Setelah Meminta Maaf, Paus Fransiskus Pimpin Misa di Kanada

Setelah Meminta Maaf, Paus Fransiskus Pimpin Misa di Kanada
Paus Fransiskus bertemu dengan komunitas adat First Nations, Metis dan Inuit di Maskwacis, Alberta, Kanada 25 Juli 2022. (Reuters/Guglielmo Mangiapane)

Analisadaily.com, Kanada - Paus Fransiskus menyampaikan misa terbuka di depan puluhan ribu orang memadati sebuah stadion di Kanada barat, Selasa (26/7), sehari setelah membuat permintaan maaf penting atas pelecehan anak-anak Pribumi di sekolah-sekolah Katolik.

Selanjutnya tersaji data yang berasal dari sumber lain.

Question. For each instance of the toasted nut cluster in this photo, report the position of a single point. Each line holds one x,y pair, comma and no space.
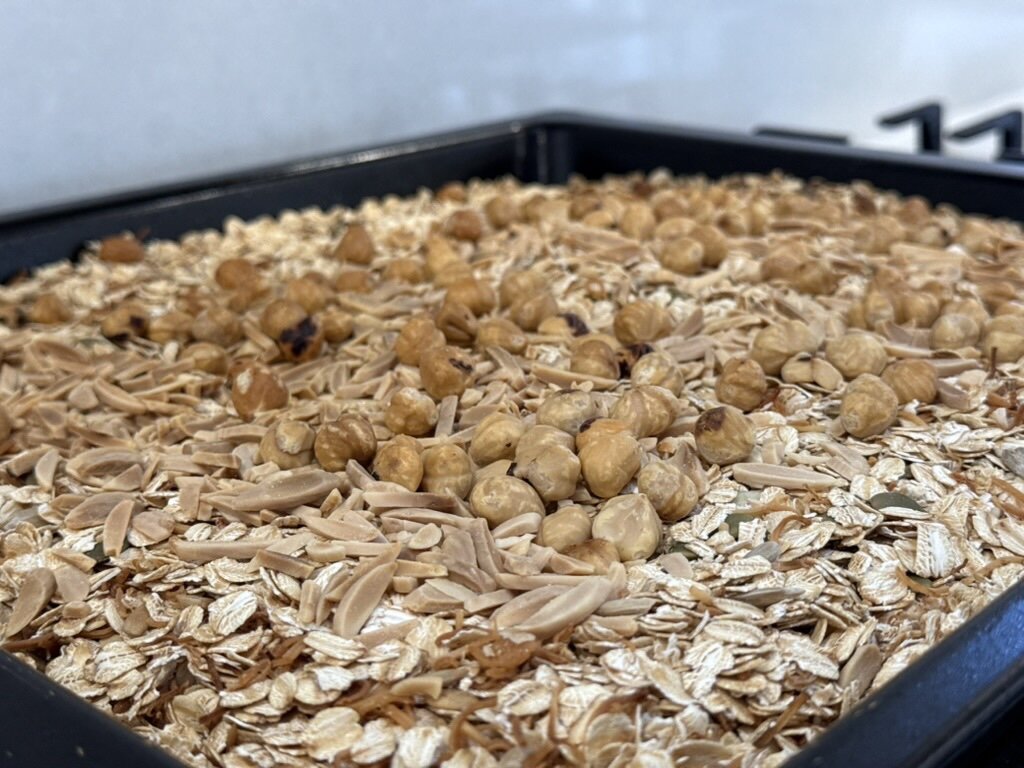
446,470
289,444
348,438
256,388
631,524
741,384
868,408
724,435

Paus berusia 85 tahun itu melambai dan tersenyum ketika dia berjalan di mobil paus melalui tempat di Edmonton, di provinsi Alberta, berhenti beberapa kali untuk mencium bayi yang diserahkan kepadanya melalui kerumunan.

Paus Fransiskus kemudian menyampaikan homilinya dalam bahasa Spanyol, dalam salah satu acara terbuka terbesar dari kunjungannya.

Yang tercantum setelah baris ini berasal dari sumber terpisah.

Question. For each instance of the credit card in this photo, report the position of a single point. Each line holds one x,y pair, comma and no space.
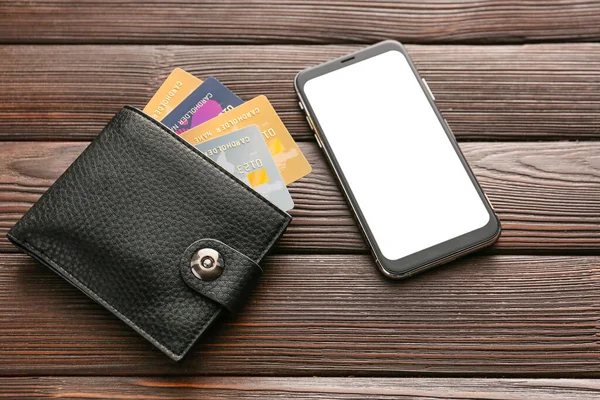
244,153
173,91
207,101
287,156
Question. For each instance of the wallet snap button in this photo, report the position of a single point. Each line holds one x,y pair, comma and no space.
207,264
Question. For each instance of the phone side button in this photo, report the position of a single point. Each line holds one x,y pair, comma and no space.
428,88
318,141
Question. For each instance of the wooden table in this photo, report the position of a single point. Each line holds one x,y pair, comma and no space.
518,81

"Kita berdoa untuk masa depan di mana sejarah kekerasan dan marginalisasi yang diderita oleh saudara dan saudari Pribumi kita tidak pernah terulang," kata Paus dilansir dari AFP dan Channel News Asia, Rabu (27/7).

Keamanan diperketat saat orang-orang duduk di bawah langit cerah menjelang kebaktian. Para pejabat mengatakan sekitar 50.000 orang hadir.

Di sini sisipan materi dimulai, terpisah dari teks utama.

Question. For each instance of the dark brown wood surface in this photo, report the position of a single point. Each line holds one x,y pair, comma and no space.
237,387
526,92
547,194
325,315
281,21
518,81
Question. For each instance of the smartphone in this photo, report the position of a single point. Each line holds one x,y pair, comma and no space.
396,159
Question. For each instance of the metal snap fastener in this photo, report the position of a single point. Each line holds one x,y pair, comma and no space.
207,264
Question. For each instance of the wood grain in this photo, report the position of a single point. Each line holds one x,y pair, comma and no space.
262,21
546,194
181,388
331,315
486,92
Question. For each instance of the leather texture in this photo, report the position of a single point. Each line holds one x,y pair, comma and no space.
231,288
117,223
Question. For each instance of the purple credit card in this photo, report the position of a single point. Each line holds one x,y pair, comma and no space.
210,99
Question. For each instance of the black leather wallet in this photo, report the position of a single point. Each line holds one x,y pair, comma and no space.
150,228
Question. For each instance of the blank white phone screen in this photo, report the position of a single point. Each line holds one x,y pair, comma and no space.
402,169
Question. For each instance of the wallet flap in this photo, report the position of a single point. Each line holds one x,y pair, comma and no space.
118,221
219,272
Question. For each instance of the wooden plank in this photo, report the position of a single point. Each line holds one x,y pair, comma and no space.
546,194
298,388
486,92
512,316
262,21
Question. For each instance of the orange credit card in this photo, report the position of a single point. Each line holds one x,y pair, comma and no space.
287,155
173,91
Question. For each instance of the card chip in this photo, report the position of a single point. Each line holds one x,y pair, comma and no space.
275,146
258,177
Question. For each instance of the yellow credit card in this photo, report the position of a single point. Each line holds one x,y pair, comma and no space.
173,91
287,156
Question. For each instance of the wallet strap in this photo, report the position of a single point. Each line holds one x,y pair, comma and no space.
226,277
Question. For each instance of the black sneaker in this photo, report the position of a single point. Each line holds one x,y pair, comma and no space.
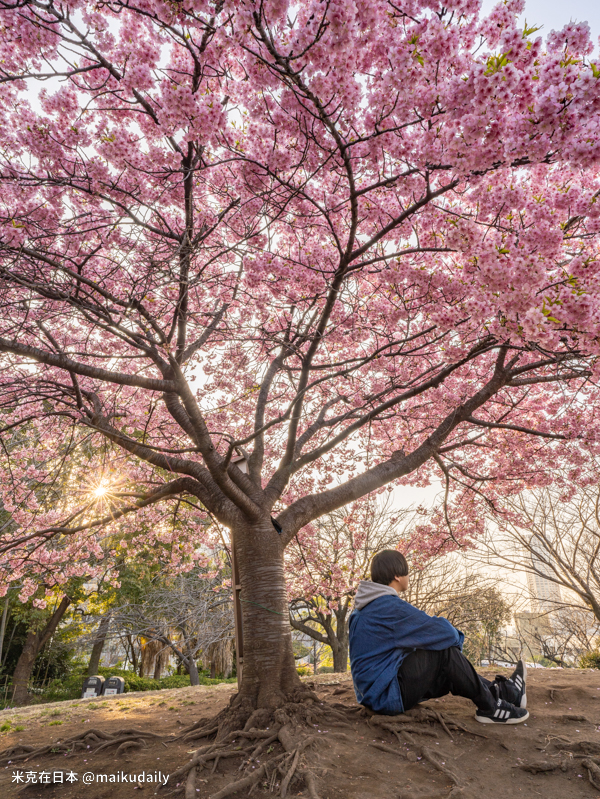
503,713
513,689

Musik tradisional memenuhi udara, sementara orang-orang Pribumi di kerumunan dapat dikenali dari kemeja oranye mereka dimaksudkan untuk melambangkan kebijakan asimilasi paksa yang gagal yang mereka alami di sekolah-sekolah perumahan yang terkenal di negara itu.

Beberapa memegang spanduk bertuliskan "Setiap anak penting", sementara yang lain mengenakan hiasan kepala tradisional. Paus Fransiskus sendiri mengenakan pakaian yang menurut para pejabat terinspirasi oleh seni Pribumi.

Dalam pidato utama pertama dari kunjungannya pada hari Senin, ke pertemuan masyarakat adat di komunitas Maskwacis, selatan Edmonton, Paus Fransiskus menyampaikan permintaan maaf yang telah lama ditunggu-tunggu kepada First Nations Kanada, Metis dan orang-orang Inuit atas "kejahatan" yang ditimbulkan pada mereka selama beberapa dekade.

"Saya minta maaf," kata Fransiskus, mengutip "penghancuran budaya" dan "pelecehan fisik, verbal, psikologis dan spiritual" anak-anak selama hampir satu abad di sekolah.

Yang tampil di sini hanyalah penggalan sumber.